I stumbled upon “Carnival Row” during its first day on Amazon purely by accident. I saw commercials for the show and had a vague interest in the premise. The show was advertised as an over-hyped fantasy romance between two long-lost lovers. The overall tone of the commercial seemed way too dramatic for my taste. However, since the show was in my recommended section at the right place and time, I decided to try it.
“Carnival Row” takes place in a world where mythical creatures and humans live together, though not always peacefully. A former soldier turned police investigator, Rycroft “Philo” Philostrate, is investigating the attacks on the fae, also known as fairies, that reside in his city, Carnival Row. At this same time, a fae named Vignette Stonemoss flees her home to Carnival Row in search of safety. Though Vignette and Philo live separate lives, they have a history together.
The first episode surprised me, as the genre was less romance and more crime-fantasy. The show starts off with a rather intense scene, and continues to build on the dramatic and somewhat ominous tone. “Carnival Row” took itself seriously, but not so seriously that the plot felt over-fantasized or comical. The show’s use of mythical creatures was well-incorporated into the story, and the lore and lands of these creatures felt natural.
The atmosphere of the television show felt like a noir film and the setting reflected this. The world created in “Carnival Row” was fantastical and well-designed. The gloomy and bleak design of the city matches the crimes investigated by Philo.
At times, the plot was confusing and mysterious.

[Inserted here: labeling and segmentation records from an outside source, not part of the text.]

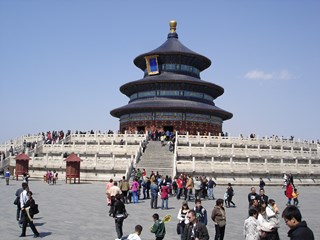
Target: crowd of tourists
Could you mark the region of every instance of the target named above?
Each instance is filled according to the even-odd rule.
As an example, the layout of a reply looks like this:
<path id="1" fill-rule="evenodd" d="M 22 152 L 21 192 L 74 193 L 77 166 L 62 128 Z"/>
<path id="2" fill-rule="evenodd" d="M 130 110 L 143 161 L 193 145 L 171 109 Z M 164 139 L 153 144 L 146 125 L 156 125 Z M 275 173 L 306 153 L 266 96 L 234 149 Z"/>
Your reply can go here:
<path id="1" fill-rule="evenodd" d="M 259 192 L 252 187 L 248 193 L 248 218 L 244 221 L 244 238 L 246 240 L 279 240 L 278 228 L 281 217 L 290 228 L 288 236 L 290 239 L 314 240 L 312 231 L 302 221 L 301 213 L 297 208 L 299 193 L 296 190 L 290 192 L 293 184 L 293 176 L 286 176 L 285 194 L 288 197 L 287 208 L 280 213 L 275 200 L 265 194 L 266 183 L 262 178 L 259 182 Z M 204 199 L 215 200 L 215 181 L 206 176 L 188 176 L 181 174 L 175 178 L 161 176 L 159 172 L 151 172 L 147 175 L 145 169 L 137 169 L 134 179 L 129 182 L 125 177 L 119 182 L 112 179 L 106 185 L 107 202 L 110 206 L 109 216 L 115 219 L 119 239 L 141 239 L 123 238 L 123 222 L 128 216 L 126 204 L 137 204 L 140 199 L 150 199 L 151 209 L 168 209 L 169 199 L 182 199 L 181 208 L 177 212 L 177 234 L 181 240 L 207 240 L 209 239 L 207 223 L 208 213 L 202 206 Z M 294 188 L 294 187 L 293 187 Z M 290 195 L 291 194 L 291 195 Z M 225 207 L 236 207 L 232 201 L 234 189 L 231 183 L 226 187 L 224 199 L 216 199 L 216 204 L 209 218 L 215 226 L 215 240 L 223 240 L 227 223 Z M 161 204 L 158 205 L 158 198 Z M 290 201 L 289 201 L 290 199 Z M 294 199 L 292 205 L 291 199 Z M 191 205 L 191 206 L 190 206 Z M 280 215 L 281 214 L 281 215 Z M 165 222 L 159 219 L 158 214 L 153 216 L 154 225 L 150 231 L 155 234 L 156 240 L 165 238 Z M 139 225 L 140 226 L 140 225 Z M 141 226 L 140 226 L 141 227 Z M 142 227 L 139 228 L 142 230 Z M 137 231 L 139 232 L 139 231 Z M 139 236 L 137 233 L 135 237 Z"/>

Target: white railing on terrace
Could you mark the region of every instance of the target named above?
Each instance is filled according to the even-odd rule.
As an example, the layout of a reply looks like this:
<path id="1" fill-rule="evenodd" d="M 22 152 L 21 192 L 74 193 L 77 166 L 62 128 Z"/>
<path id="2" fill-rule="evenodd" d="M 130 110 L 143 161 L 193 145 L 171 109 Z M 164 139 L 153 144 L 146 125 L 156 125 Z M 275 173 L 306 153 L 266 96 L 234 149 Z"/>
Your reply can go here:
<path id="1" fill-rule="evenodd" d="M 320 146 L 311 141 L 287 140 L 279 138 L 241 138 L 241 137 L 222 137 L 222 136 L 202 136 L 202 135 L 177 135 L 178 146 L 181 144 L 206 144 L 218 145 L 227 144 L 234 146 L 268 146 L 279 148 L 307 148 L 319 151 Z"/>
<path id="2" fill-rule="evenodd" d="M 37 148 L 42 153 L 114 153 L 133 154 L 139 145 L 75 145 L 75 144 L 44 144 Z"/>
<path id="3" fill-rule="evenodd" d="M 68 142 L 120 142 L 121 140 L 128 143 L 139 143 L 146 140 L 146 134 L 138 133 L 123 133 L 123 134 L 106 134 L 106 133 L 94 133 L 94 134 L 71 134 L 66 138 Z"/>
<path id="4" fill-rule="evenodd" d="M 250 148 L 225 148 L 225 147 L 197 147 L 177 146 L 176 152 L 180 156 L 215 156 L 215 157 L 235 157 L 235 158 L 306 158 L 320 159 L 320 152 L 315 151 L 294 151 L 283 149 L 250 149 Z"/>

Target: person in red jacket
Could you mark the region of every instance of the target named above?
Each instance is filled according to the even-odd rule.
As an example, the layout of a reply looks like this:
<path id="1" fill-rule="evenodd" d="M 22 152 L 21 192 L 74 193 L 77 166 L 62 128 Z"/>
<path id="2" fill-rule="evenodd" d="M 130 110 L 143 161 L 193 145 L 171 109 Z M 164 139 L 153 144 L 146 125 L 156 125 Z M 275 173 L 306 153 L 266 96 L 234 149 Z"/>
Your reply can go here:
<path id="1" fill-rule="evenodd" d="M 176 180 L 177 182 L 177 187 L 178 187 L 178 194 L 177 194 L 177 199 L 179 200 L 183 191 L 183 180 L 182 177 L 178 177 L 178 179 Z"/>
<path id="2" fill-rule="evenodd" d="M 161 187 L 161 199 L 162 199 L 161 209 L 164 209 L 164 203 L 166 203 L 165 208 L 168 209 L 169 187 L 167 185 L 163 185 Z"/>
<path id="3" fill-rule="evenodd" d="M 286 187 L 286 197 L 288 198 L 287 206 L 291 205 L 292 193 L 293 193 L 292 183 L 289 182 Z"/>

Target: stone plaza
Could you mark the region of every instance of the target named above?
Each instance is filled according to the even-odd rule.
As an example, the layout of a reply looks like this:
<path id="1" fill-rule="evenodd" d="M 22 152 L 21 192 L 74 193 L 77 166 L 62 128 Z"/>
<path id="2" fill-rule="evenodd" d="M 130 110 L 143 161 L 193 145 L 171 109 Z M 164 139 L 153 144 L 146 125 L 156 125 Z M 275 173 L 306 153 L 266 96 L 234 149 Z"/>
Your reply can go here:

Although it was understandable why the writers left many unanswered questions to drive the series, I felt like most of the time the cliffhangers lasted too long. Big plot points felt less impactful and less surprising because of how long it took for the audiences’ questions to be resolved.
The characters were fleshed out and multi-dimensional. Each character becomes more complex as viewers learn about their pasts, and it is interesting to see how their pasts motivate their actions as the season progresses.
In all, “Carnival Row” was an unusual story that used its grim atmosphere and complexities to intrigue viewers. The shows infusion of genres such as romance, thriller, crime and fantasy makes the series worth a try.